Susanne Abel erzählt die Geschichte auf zwei Zeitebenen und zieht in der Gegenwart von 2015 immer wieder Parallelen zwischen der aktuellen Flüchtlingskrise und Gretas Vergangenheit, in der sie nach dem 2. Weltkrieg mit ihrer Familie aus Ostpreußen fliehen musste und im besetzten Deutschland ebenfalls nicht überall willkommen war. Die Erzählungen aus der Kriegs- und Nachkriegszeit fand ich sehr fesselnd, teils auch schwer erträglich – aber so war es ja leider wirklich und vieles kann und darf nicht unerwähnt bleiben. (Dennoch: Ich bin zwar keine Anhängerin inflationär eingesetzter Triggerwarnungen; hier möchte ich aber eine für sexuelle Gewalt und rassistische Äußerungen aussprechen, wenn jemand mit diesen Thematiken lieber gar nicht in Berührung kommen möchte.)
Interessant und informativ fand ich das Thema der sog. „Brown Babies“, eine Bezeichnung für die Kinder von (weißen) deutschen Müttern und afroamerikanischen Besatzungssoldaten, die sich nicht an die oben zitierte „Warnung“ hielten. Ich möchte hierzu an dieser Stelle nicht zu viel verraten, um nichts vorwegzunehmen, aber mir war die „besondere“ Behandlung dieser bemitleidenswerten Kinder so nicht bekannt. Hier konnte ich also etwas lernen, was mir insbesondere in Büchern mit geschichtlichem Hintergrund immer sehr gut gefällt.

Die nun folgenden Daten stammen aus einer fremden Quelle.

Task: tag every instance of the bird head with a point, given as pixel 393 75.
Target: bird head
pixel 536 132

Gegen alles, was ich an dem Buch mochte, fiel für mich leider der Gegenwartsstrang deutlich ab. Tom ist ein durch und durch unsympathischer Typ, und seine Entwicklung – man könnte fast schon sagen: Läuterung – war für mich nicht glaubhaft. Auch hatte ich beim Lesen den Eindruck, dass die Teile, die im Hier und Jetzt spielen, in einem ganz anderen Ton geschrieben sind als die Schilderungen aus der Vergangenheit. Vielleicht war das von der Autorin genau so beabsichtigt, um die Unterscheidung der verschiedenen Zeitebenen auch sprachlich zu unterstreichen. Mich hat es als (vermeintliches?) Stilmittel aber ziemlich irritiert.

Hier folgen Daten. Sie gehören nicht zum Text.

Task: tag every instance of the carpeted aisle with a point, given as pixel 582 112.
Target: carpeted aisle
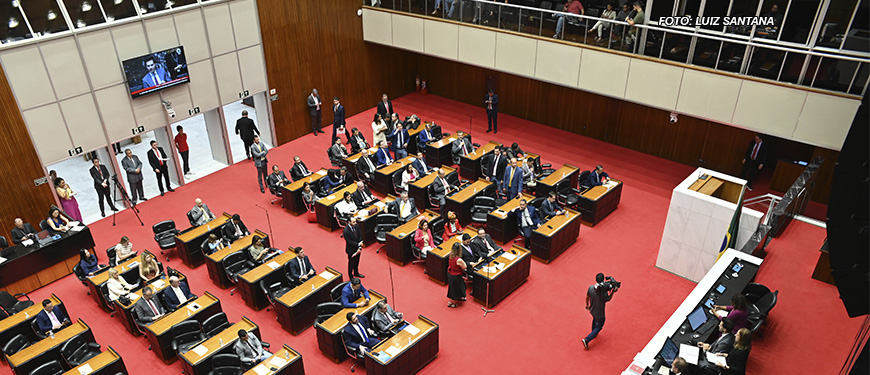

Das Ende fand ich dann auch ein wenig dick aufgetragen. Hier wäre für meine Begriffe etwas weniger Pathos überzeugender gewesen.
Fazit
Ich habe schon sehr viele Romane gelesen, in denen es um den 2. Weltkrieg in all seinen Facetten geht, aber eher wenige zur Flüchtlingsthematik und das Schicksal der Überlebenden nach Kriegsende. Insofern bot „Stay away from Gretchen“ ein mir nicht so geläufiges Thema, das ich überaus interessant fand. Das Erzählen auf zwei Zweitebenen ist ja gerade in historischen Romanen sehr beliebt und ich mag es grundsätzlich auch sehr – hier hätte ich mir den Gegenwartsstrang allerdings etwas anders gestaltet gewünscht, damit das Leseerlebnis noch stimmiger geworden wäre. Dies ist allerdings keinesfalls ein Grund, von der Lektüre abzuraten. Alles in allem ist „Stay away von Gretchen“ ein packender Roman, der definitiv lesenswert ist.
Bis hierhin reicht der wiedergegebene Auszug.